Вдохновляемый этой мечтою, он уже в день победоносной битвы выудил у брата разрешение пересечь с войсками горы и овладеть Сулако. Перед Сулако открывалось большое будущее, процветание, промышленный прогресс; провинция Сулако, единственная во всей республике, привлекала к себе внимание европейского капитала. Педрито Монтеро, по примеру герцога де Морни, жаждал быть осыпанным плодами этого прогресса. А точнее говоря, уже сейчас, когда брат его сделался хозяином Костагуаны, он в качестве президента ли, диктатора, а может быть, и императора — в самом деле, почему бы ему не стать императором? — потребует своей доли во всех предприятиях: железных дорогах, рудниках, сахарных плантациях, бумагопрядильнях, земельных компаниях, то есть буквально во всем, в виде награды за его бесценную помощь. Боязнь опоздать и послужила истинной причиной знаменитого похода через горы с двумя сотнями льянеро, и нетерпение помешало ему вначале увидеть ясно, сколько опасностей таит в себе эта затея.
Ему казалось, что после стольких побед любой Монтеро, стоит лишь ему появиться, становится хозяином положения. Эта иллюзия побудила его к торопливости, — как он начал понимать теперь, — излишней. Еще во время похода он пожалел, что захватил с собой так мало льянеро. Жители Сулако встретили его с восторгом, и это успокоило его. Они кричали: «Viva Montero! Viva Pedrito!» Желая еще больше подогреть их энтузиазм, а также из врожденной склонности к лицедейству, он уронил на шею лошади поводья и жестом, полным нежного дружелюбия, подхватил под руки сеньоров Фуэнтеса и Гамачо. В этой позе он торжественно проехал через Пласу к дверям ратуши, а поводья нес, шествуя рядом с лошадью, какой-то местный оборванец. Приветственные клики были так громогласны, что заглушили звон соборных колоколов, и казалось даже, что от них дрожат сумрачные стены ратуши.
Педро Монтеро, брат знаменитого генерала, спешился, окруженный со всех сторон восторженными, горластыми и потными ротозеями, которых свирепо отталкивали от него национальные гвардейцы в дырявых мундирах. Он поднялся на несколько ступенек, и его взору предстала глазеющая на него огромная толпа, а также испещренные пулями стены домов, расположенных по другую сторону Пласы. Сквозь легкую дымку пронизанного солнцем марева он разглядел громадные черные буквы, между которыми зияли выбитые стекла окон; «НАШЕ БУДУЩЕЕ» было начертано на стене, и Педрито с наслаждением подумал, что близится час мести, ведь он не сомневался: теперь Декуд от него не уйдет. С левой стороны от него верзила Гамачо тщетно пытался обтереть потное волосатое лицо и улыбался глуповатой блаженной улыбкой, выставляя напоказ большие желтые клыки. Справа сухонький и невысокий сеньор Фуэнтес, поджав губы, глядел на толпу. Толпа же замерла, разинув рот, не в переносном, а в буквальном смысле слова, нетерпеливо ожидая, что великий партизан, прославленный Педрито, тут же станет осыпать ее какими-нибудь осязаемыми благами. Он же начал произносить речь.

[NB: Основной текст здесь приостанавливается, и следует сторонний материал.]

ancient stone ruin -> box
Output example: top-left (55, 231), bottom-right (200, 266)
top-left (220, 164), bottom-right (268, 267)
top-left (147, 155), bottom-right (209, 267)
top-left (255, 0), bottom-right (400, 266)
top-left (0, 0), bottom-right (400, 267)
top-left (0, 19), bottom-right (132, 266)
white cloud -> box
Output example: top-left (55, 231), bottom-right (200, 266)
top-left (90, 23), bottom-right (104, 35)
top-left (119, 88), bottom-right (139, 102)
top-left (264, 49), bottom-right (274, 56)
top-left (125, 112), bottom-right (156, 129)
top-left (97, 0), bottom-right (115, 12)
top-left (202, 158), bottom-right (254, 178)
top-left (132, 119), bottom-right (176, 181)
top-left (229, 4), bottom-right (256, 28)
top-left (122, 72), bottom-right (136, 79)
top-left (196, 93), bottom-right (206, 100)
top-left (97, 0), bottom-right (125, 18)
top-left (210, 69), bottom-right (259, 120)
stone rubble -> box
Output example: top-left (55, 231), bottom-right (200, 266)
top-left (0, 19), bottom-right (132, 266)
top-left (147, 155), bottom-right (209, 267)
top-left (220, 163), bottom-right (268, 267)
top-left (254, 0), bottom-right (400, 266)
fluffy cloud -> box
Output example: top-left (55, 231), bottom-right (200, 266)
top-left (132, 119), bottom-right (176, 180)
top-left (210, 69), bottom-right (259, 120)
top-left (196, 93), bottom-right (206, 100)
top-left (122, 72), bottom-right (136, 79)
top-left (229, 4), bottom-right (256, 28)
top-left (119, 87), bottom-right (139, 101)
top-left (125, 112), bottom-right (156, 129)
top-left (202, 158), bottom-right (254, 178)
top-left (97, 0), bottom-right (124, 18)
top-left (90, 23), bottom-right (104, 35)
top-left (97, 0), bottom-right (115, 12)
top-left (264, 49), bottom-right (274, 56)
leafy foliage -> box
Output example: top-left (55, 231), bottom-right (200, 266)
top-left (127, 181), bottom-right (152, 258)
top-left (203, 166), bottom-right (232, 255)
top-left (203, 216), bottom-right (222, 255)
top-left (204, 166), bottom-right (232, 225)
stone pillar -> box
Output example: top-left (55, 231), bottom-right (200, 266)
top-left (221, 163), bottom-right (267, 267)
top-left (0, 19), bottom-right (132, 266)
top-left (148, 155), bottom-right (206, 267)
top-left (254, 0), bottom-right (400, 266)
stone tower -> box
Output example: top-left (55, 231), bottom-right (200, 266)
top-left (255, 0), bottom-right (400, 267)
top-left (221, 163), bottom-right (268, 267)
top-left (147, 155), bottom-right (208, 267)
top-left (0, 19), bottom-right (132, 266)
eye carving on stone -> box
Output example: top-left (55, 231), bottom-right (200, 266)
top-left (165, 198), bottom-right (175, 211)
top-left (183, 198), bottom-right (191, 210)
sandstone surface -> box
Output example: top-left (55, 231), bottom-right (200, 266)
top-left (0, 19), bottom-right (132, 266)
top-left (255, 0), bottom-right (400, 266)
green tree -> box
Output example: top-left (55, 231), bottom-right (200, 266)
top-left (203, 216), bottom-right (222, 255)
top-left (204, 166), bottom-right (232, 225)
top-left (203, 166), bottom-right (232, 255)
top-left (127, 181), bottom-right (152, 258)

Он начал ее с того, что громко выкрикнул: «Граждане!» — и это слово услыхали даже люди, которые стояли в центре площади. Что касается продолжения этой речи, оно пленило слушателей не столько тем, что произносил оратор, сколько тем, что он делал — становился на цыпочки, сжимал кулаки и потрясал ими над головой, закатывал глаза, презрительно от кого-то отмахивался, указывал на кого-то пальцем, кого-то заключал в объятия; вот он дружески похлопал Гамачо по плечу, а далее последовал почтительный жест в сторону фигурки в черном сюртуке — сеньора Фуэнтеса, адвоката и политика, истинного друга народа. Стоящие рядом с оратором время от времени выкрикивали: «Viva!» — и эти крики, подхваченные передними рядами, пробегали по площади, словно пламя по сухой траве. А в промежутках над заполненной толпою Пласой нависала тяжелая тишина, и было видно только, как оратор открывает и захлопывает рот, а отдельные фразы: «Счастье народа», «Сыны родины», «Весь мир, el mundo entiero» долетали даже до ступенек собора — звенящий, еле слышный шум, напоминающий писк москита.

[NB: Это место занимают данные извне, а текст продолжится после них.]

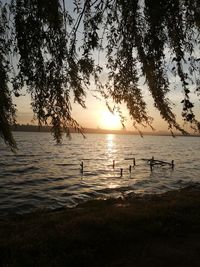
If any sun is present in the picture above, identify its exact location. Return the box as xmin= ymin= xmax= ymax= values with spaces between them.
xmin=100 ymin=111 xmax=122 ymax=130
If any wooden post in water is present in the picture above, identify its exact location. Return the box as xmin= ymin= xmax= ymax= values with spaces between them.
xmin=150 ymin=157 xmax=154 ymax=172
xmin=80 ymin=161 xmax=83 ymax=173
xmin=172 ymin=160 xmax=174 ymax=170
xmin=133 ymin=158 xmax=136 ymax=167
xmin=113 ymin=160 xmax=115 ymax=170
xmin=129 ymin=165 xmax=131 ymax=173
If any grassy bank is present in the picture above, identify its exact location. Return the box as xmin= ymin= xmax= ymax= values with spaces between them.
xmin=0 ymin=188 xmax=200 ymax=267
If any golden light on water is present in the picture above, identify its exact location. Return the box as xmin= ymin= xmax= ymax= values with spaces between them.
xmin=100 ymin=110 xmax=122 ymax=130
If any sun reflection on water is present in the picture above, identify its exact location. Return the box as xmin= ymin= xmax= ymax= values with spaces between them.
xmin=106 ymin=134 xmax=115 ymax=152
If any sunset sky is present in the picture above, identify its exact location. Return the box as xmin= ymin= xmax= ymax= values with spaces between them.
xmin=14 ymin=0 xmax=199 ymax=134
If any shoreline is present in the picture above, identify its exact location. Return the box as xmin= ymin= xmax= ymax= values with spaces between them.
xmin=0 ymin=186 xmax=200 ymax=267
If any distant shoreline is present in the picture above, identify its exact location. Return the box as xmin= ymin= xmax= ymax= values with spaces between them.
xmin=11 ymin=124 xmax=200 ymax=137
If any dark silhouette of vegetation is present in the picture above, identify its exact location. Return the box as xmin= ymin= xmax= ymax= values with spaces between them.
xmin=0 ymin=0 xmax=200 ymax=148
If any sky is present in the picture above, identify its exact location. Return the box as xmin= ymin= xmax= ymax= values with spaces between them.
xmin=14 ymin=0 xmax=199 ymax=134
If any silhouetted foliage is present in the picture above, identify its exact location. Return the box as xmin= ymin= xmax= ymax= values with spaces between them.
xmin=0 ymin=0 xmax=200 ymax=148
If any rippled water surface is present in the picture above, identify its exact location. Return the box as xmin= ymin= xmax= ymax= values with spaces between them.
xmin=0 ymin=132 xmax=200 ymax=215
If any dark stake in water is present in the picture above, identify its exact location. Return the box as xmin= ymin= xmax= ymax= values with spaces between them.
xmin=0 ymin=132 xmax=200 ymax=216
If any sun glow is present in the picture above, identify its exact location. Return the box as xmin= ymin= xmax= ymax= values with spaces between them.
xmin=100 ymin=111 xmax=122 ymax=130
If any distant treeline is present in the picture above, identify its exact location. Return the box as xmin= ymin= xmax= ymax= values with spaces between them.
xmin=12 ymin=124 xmax=138 ymax=134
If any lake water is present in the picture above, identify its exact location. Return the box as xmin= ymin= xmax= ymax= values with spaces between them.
xmin=0 ymin=132 xmax=200 ymax=216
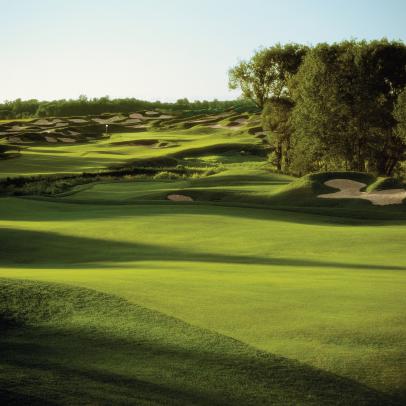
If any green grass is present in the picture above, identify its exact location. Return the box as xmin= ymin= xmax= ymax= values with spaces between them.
xmin=0 ymin=114 xmax=406 ymax=406
xmin=0 ymin=279 xmax=395 ymax=405
xmin=0 ymin=198 xmax=406 ymax=404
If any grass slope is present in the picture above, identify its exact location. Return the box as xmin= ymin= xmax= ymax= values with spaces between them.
xmin=0 ymin=279 xmax=396 ymax=405
xmin=0 ymin=198 xmax=406 ymax=404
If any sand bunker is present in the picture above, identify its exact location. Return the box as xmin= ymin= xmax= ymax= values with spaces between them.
xmin=128 ymin=113 xmax=144 ymax=119
xmin=166 ymin=195 xmax=193 ymax=202
xmin=45 ymin=136 xmax=58 ymax=142
xmin=58 ymin=137 xmax=76 ymax=142
xmin=69 ymin=118 xmax=87 ymax=123
xmin=121 ymin=118 xmax=141 ymax=125
xmin=8 ymin=137 xmax=23 ymax=142
xmin=10 ymin=125 xmax=28 ymax=131
xmin=33 ymin=119 xmax=53 ymax=125
xmin=317 ymin=179 xmax=406 ymax=206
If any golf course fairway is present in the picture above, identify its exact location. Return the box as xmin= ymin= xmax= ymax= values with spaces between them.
xmin=0 ymin=194 xmax=406 ymax=405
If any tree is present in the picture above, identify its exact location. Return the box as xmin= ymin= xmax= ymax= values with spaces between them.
xmin=262 ymin=97 xmax=293 ymax=171
xmin=229 ymin=44 xmax=308 ymax=109
xmin=292 ymin=40 xmax=406 ymax=175
xmin=393 ymin=87 xmax=406 ymax=175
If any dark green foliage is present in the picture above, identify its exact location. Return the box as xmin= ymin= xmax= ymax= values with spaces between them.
xmin=229 ymin=44 xmax=308 ymax=108
xmin=0 ymin=96 xmax=255 ymax=119
xmin=292 ymin=40 xmax=406 ymax=175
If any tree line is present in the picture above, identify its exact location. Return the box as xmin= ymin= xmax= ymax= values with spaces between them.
xmin=0 ymin=96 xmax=256 ymax=119
xmin=229 ymin=39 xmax=406 ymax=176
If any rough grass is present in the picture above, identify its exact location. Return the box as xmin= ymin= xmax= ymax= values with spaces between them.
xmin=0 ymin=112 xmax=406 ymax=406
xmin=0 ymin=279 xmax=402 ymax=405
xmin=0 ymin=197 xmax=406 ymax=404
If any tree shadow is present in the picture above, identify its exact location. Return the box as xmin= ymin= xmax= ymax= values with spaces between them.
xmin=0 ymin=228 xmax=406 ymax=271
xmin=0 ymin=281 xmax=402 ymax=406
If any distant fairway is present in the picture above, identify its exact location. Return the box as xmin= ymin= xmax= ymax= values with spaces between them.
xmin=0 ymin=109 xmax=406 ymax=406
xmin=0 ymin=193 xmax=406 ymax=402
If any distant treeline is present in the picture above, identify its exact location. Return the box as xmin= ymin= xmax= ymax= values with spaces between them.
xmin=229 ymin=39 xmax=406 ymax=176
xmin=0 ymin=96 xmax=256 ymax=119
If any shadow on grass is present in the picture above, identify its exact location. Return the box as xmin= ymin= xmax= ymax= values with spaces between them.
xmin=0 ymin=193 xmax=406 ymax=227
xmin=0 ymin=280 xmax=401 ymax=406
xmin=0 ymin=228 xmax=406 ymax=271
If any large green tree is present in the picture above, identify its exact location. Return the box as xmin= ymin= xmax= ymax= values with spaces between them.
xmin=292 ymin=40 xmax=406 ymax=175
xmin=229 ymin=44 xmax=308 ymax=109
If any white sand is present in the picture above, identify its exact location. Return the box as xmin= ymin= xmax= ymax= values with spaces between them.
xmin=58 ymin=137 xmax=76 ymax=143
xmin=8 ymin=137 xmax=24 ymax=142
xmin=10 ymin=125 xmax=27 ymax=131
xmin=45 ymin=135 xmax=58 ymax=142
xmin=33 ymin=119 xmax=53 ymax=125
xmin=120 ymin=118 xmax=141 ymax=124
xmin=166 ymin=194 xmax=193 ymax=202
xmin=70 ymin=118 xmax=87 ymax=123
xmin=317 ymin=179 xmax=406 ymax=206
xmin=129 ymin=113 xmax=144 ymax=119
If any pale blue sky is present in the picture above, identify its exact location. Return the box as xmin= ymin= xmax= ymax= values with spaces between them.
xmin=0 ymin=0 xmax=406 ymax=101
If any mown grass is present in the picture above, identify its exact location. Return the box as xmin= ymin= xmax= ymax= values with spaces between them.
xmin=0 ymin=198 xmax=406 ymax=404
xmin=0 ymin=279 xmax=396 ymax=405
xmin=0 ymin=110 xmax=406 ymax=406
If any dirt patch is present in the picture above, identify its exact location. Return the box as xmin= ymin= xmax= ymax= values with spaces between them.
xmin=166 ymin=194 xmax=193 ymax=202
xmin=317 ymin=179 xmax=406 ymax=206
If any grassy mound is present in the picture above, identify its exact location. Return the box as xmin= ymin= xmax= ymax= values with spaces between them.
xmin=273 ymin=172 xmax=375 ymax=206
xmin=0 ymin=279 xmax=397 ymax=405
xmin=366 ymin=177 xmax=406 ymax=192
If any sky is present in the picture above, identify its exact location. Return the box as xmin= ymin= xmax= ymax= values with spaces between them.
xmin=0 ymin=0 xmax=406 ymax=101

Оратор принялся ударять себя в грудь и чуть ли не подпрыгивал на месте. Речь подходила к концу, и он вкладывал в нее еще больший пыл. Затем две невысокие фигурки скрылись, и на ступеньках ратуши остался только гигант Гамачо, который выступил вперед, снял шляпу и помахал ею над головой. После чего он горделивым жестом вновь нахлобучил шляпу и гаркнул: «Ciudadanos!»[114] Глухой рокот приветствий ответил сеньору Гамачо, экс-разносчику с Кампо, командующему Национальной Гвардией.
А тем временем Педрито Монтеро на верхнем этаже ратуши торопливо обходил комнаты, находившиеся в самом плачевном состоянии, и выкрикивал:
— Все переломано! Какие идиоты!
Молчаливый сеньор Фуэнтес, который шел за ним следом, угрюмо проворчал:
— Это работа гвардейцев Гамачо, — и, склонив голову к левому плечу, сжал губы так плотно, что в уголках рта образовались впадинки. Он был назначен политическим лидером города, и ему не терпелось приступить к исполнению своих обязанностей.

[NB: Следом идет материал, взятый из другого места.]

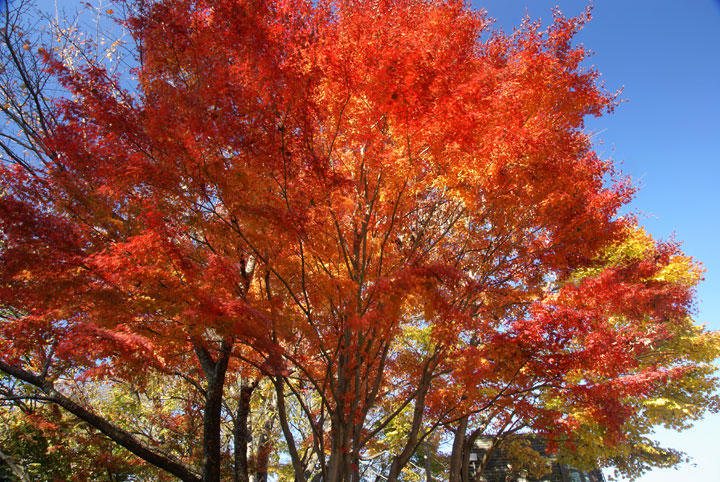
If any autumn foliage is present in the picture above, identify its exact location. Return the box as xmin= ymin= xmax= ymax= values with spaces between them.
xmin=0 ymin=0 xmax=718 ymax=481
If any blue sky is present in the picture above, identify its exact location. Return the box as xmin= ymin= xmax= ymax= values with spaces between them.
xmin=472 ymin=0 xmax=720 ymax=482
xmin=0 ymin=0 xmax=720 ymax=482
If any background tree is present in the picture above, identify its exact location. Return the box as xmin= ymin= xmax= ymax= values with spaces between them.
xmin=0 ymin=0 xmax=716 ymax=481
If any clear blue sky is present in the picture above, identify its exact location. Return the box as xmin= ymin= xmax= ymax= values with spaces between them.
xmin=0 ymin=0 xmax=720 ymax=482
xmin=472 ymin=0 xmax=720 ymax=482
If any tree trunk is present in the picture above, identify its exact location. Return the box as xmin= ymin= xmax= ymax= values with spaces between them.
xmin=233 ymin=379 xmax=257 ymax=482
xmin=195 ymin=341 xmax=232 ymax=482
xmin=448 ymin=416 xmax=469 ymax=482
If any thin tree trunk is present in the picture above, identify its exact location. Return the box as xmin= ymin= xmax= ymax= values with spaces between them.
xmin=233 ymin=379 xmax=257 ymax=482
xmin=448 ymin=416 xmax=469 ymax=482
xmin=195 ymin=341 xmax=232 ymax=482
xmin=423 ymin=442 xmax=436 ymax=482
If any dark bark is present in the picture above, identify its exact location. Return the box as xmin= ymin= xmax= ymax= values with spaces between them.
xmin=233 ymin=380 xmax=257 ymax=482
xmin=448 ymin=416 xmax=469 ymax=482
xmin=0 ymin=361 xmax=200 ymax=482
xmin=273 ymin=376 xmax=305 ymax=482
xmin=195 ymin=341 xmax=232 ymax=482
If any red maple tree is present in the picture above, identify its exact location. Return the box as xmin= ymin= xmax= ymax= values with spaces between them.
xmin=0 ymin=0 xmax=716 ymax=481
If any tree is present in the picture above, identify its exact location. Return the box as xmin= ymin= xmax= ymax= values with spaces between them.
xmin=0 ymin=0 xmax=716 ymax=481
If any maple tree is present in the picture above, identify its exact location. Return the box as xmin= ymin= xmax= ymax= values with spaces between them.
xmin=0 ymin=0 xmax=718 ymax=481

Оба эти сеньора неожиданно оказались tête-à-tête в длинной темноватой приемной, где на стенах висели огромные разбитые зеркала, где драпировки были изодраны, а от занавеса над трибуной в дальнем конце комнаты остались лишь клочки; с площади сквозь запертые ставни доносился многоголосый рокот и вопли Гамачо.
— С-скотина! — процедил сквозь зубы его превосходительство дон Педро. — Надо как можно скорей отправить его отсюда вместе с гвардейцами на усмирение Эрнандеса.
Новоиспеченный «шеф politico» лишь склонил голову набок и затянулся сигаретой, выражая таким образом согласие именно этим способом избавить город от Гамачо и его бандитов.
Педрито Монтеро с омерзением смотрел на пол, где не осталось ковров, на позолоченные рамы, из которых, как грязные тряпки, свисали изорванные и изрубленные саблями картины.
— Мы не варвары, — сказал он.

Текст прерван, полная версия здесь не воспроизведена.